Он хотел еще что-то сказать, но, видимо, стеснялся. Я ждал. Наконец, шумно вздохнув, Аверин спросил:
— А этот тип, который лосиху убил — Юханссен?
— Да, — ответил я.
— Сволочь! — зло сказал Аверин.
Он ушел, а я еще долго сидел и думал о том, что Аверин впервые в жизни столкнулся с чужим миром, о котором знал только понаслышке. Это был злой мир. Он ничем не был похожим на тот, в котором вырос Аверин и в котором действует закон человеческой доброты. Хотя от того мира до нашего было всего полтораста метров поросшей камышами протоки...
Николай Зайцев
ПЕТКО И НАТКА
С офицером Ганевым мы ехали в пограничный отряд. Дорога шла лесом. Дубовые ветки стегали по запыленным бокам «Варшавы». Ганев смотрел на глинистую колею с застоявшейся дождевой водой и иногда помогал шоферу половчее объехать очередной ухаб. Лицо спутника чуть усталое, на лбу глубокие складки. Губы сжаты. Большие карие глаза прищурены, нацелены на разбитую колею.
Я глядел на Ганева и пытался угадать, кем он был до службы в армии: учителем, чиновником? Руки у него крупные, пальцы узластые: изрядно потрудился человек. С такими руками он скорее был грузчиком.
Дорога вырвалась из лесу, пошла полем, и спутник облегченно откинулся на сиденье. Я спросил, кем он был до военной службы. Ганев обернулся ко мне, несколько секунд молчал, а потом спросил:
— А вы не испугаетесь, если скажу?
Я недоуменно пожал плечами.
— Одна у меня была специальность — подсудимый. Сто один год тюрьмы... — На лице Ганева появилась веселая усмешка. — Правда. Сто один год получил от фашистского суда. Не досидел каких-нибудь лет сто: некогда было, партизанил.

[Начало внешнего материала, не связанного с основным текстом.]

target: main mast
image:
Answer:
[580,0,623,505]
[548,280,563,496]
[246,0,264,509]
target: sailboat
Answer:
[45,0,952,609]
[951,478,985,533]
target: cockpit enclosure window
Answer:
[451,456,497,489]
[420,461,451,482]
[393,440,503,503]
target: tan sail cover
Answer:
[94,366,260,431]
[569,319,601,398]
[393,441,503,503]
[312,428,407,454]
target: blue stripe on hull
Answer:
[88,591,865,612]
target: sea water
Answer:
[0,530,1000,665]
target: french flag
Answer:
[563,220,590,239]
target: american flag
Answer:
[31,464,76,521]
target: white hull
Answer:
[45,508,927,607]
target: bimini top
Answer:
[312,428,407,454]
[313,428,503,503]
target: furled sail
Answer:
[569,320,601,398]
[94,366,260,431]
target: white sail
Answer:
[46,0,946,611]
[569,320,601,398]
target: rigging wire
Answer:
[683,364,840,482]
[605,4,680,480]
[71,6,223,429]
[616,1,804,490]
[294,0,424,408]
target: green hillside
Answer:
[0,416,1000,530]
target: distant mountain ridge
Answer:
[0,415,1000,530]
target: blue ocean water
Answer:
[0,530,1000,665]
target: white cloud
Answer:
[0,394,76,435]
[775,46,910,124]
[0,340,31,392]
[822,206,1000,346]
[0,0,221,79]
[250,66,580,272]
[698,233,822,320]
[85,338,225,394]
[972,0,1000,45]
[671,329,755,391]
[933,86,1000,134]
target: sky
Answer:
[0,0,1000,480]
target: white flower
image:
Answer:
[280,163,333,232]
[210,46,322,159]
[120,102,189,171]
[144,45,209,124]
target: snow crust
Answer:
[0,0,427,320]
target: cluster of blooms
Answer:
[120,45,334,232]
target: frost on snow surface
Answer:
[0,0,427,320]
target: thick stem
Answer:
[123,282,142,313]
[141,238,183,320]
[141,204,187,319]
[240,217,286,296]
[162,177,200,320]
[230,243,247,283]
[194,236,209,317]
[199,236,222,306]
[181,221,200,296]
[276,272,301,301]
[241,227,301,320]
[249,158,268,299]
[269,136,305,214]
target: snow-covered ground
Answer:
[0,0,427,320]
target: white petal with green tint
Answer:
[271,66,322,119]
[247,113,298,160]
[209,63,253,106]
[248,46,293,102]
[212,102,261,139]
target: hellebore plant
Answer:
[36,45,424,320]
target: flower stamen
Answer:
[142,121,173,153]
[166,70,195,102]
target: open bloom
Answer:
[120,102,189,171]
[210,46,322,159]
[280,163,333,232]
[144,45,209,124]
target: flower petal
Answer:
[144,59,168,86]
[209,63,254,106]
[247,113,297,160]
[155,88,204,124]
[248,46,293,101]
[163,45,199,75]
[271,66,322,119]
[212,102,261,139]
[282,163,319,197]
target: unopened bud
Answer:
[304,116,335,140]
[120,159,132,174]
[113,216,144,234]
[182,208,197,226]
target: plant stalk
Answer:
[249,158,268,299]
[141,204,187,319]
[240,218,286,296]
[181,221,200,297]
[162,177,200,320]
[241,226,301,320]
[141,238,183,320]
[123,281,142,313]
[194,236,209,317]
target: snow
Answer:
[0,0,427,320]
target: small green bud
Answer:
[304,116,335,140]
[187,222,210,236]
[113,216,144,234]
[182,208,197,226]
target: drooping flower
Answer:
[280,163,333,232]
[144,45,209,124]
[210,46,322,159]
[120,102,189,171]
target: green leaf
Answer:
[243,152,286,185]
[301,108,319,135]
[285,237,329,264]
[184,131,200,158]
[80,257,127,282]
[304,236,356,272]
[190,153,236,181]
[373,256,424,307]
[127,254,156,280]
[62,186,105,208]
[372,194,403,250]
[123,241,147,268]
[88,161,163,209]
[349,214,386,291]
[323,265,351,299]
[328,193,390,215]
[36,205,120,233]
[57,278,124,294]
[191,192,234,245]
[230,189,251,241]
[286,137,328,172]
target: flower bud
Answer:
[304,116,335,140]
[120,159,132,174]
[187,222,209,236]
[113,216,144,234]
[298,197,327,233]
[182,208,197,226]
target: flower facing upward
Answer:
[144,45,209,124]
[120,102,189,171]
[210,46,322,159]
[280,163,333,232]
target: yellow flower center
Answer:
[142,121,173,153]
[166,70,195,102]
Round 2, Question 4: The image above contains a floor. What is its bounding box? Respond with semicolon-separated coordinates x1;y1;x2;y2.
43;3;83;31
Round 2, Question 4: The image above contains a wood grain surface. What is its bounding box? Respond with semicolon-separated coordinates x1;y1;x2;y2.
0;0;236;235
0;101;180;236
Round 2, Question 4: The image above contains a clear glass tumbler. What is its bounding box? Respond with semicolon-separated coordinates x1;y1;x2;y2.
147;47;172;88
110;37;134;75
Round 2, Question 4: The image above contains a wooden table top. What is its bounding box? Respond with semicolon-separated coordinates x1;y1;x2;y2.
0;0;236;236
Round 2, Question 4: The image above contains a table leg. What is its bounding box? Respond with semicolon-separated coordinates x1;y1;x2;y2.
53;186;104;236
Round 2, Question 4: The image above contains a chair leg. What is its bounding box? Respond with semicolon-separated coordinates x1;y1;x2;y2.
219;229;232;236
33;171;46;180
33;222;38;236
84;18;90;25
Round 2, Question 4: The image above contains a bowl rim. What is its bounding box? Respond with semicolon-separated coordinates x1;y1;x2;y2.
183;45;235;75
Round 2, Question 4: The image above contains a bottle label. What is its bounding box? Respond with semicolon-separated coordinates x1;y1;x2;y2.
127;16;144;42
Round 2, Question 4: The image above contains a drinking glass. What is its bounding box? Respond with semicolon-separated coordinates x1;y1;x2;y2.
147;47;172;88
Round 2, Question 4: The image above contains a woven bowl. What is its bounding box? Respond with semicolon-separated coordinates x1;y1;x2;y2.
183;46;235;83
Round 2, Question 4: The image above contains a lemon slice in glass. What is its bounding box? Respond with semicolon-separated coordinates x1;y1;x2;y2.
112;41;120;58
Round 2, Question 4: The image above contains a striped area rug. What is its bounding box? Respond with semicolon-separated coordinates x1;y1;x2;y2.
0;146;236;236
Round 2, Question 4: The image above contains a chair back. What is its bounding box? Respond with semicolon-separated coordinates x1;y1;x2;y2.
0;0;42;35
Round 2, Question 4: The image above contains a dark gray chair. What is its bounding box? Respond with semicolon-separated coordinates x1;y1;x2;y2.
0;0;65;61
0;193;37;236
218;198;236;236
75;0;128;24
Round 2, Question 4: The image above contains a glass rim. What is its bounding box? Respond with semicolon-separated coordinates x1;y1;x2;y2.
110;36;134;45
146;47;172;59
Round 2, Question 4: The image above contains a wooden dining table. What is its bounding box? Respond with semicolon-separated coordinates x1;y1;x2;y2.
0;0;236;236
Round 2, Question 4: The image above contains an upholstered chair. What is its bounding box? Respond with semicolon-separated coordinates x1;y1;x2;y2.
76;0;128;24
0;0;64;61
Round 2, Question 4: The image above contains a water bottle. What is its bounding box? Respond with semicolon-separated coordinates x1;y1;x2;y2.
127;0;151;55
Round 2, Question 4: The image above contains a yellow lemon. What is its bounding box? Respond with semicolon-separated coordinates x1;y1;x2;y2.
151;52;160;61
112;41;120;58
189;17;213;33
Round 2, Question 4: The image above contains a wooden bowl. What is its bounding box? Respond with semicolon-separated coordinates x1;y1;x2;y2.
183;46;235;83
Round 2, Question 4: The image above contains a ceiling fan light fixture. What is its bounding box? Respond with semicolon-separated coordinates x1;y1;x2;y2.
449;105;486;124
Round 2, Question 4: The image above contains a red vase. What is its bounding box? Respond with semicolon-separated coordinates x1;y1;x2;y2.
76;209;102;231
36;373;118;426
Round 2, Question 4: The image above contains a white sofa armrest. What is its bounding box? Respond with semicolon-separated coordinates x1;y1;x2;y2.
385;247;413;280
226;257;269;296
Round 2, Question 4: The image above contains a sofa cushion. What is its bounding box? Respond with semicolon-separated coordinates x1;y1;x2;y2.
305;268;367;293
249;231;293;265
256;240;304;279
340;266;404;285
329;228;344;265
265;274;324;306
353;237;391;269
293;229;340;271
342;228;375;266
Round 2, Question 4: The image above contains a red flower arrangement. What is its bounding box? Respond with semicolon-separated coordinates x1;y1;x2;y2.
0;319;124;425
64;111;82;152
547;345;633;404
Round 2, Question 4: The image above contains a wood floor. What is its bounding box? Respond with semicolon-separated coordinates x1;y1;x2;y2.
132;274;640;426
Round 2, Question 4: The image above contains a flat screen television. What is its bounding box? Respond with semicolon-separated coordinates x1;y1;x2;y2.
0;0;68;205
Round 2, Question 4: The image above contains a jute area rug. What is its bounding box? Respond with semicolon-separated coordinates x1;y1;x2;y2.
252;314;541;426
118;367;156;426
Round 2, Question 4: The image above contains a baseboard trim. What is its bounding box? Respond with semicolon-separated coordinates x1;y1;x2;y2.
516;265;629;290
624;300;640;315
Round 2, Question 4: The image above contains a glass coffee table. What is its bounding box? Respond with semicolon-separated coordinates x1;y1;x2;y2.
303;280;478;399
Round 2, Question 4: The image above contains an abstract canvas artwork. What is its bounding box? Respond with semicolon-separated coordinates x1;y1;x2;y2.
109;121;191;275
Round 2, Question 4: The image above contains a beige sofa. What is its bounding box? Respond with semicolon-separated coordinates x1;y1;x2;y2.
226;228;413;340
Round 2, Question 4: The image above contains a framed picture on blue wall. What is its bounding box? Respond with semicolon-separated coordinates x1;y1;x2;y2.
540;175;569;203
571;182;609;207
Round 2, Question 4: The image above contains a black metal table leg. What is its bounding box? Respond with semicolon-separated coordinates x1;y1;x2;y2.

Спутник показал на убегавшую дубовую рощу. Вот в таких лесах пришлось ему драться с фашистами.
Увидев пограничную вышку и часового на нем, он задумчиво сказал:
— Теперь наше дело продолжает молодежь. Боевые ребята служат на заставах...
Вечером у знакомого нам майора Марковского состоялось семейное торжество. Пришли с застав офицеры с женами, солдаты и сержанты. Играл аккордеон, пели песни, танцевали хоро. Всем было весело. Только двое — офицер и молодая женщина сидели в углу и молча наблюдали за весельем.
Я показал на них Ганеву.
— Почему не веселятся?
Он тихо шепнул:
— Горе переживают, считают, еще не время им веселиться. Молодые, переживут. Из-за них, собственно, я и выбрал такой маршрут.
— Из-за них?
Ганев слегка повел головой из стороны в сторону. По-болгарски такой жест означает «да».
Я стал наблюдать за капитаном и миловидной, с застенчивой улыбкой женщиной. Ее слегка смуглые щеки заливал румянец. Лицо же капитана отличалось матовой белизной, как будто его и не трогало южное солнце. Льняные волосы вихрились, он то и дело приглаживал их ладонью. Мне показалось, что я его уже где-то видел. Капитан был похож скорее на русского, чем на болгарина.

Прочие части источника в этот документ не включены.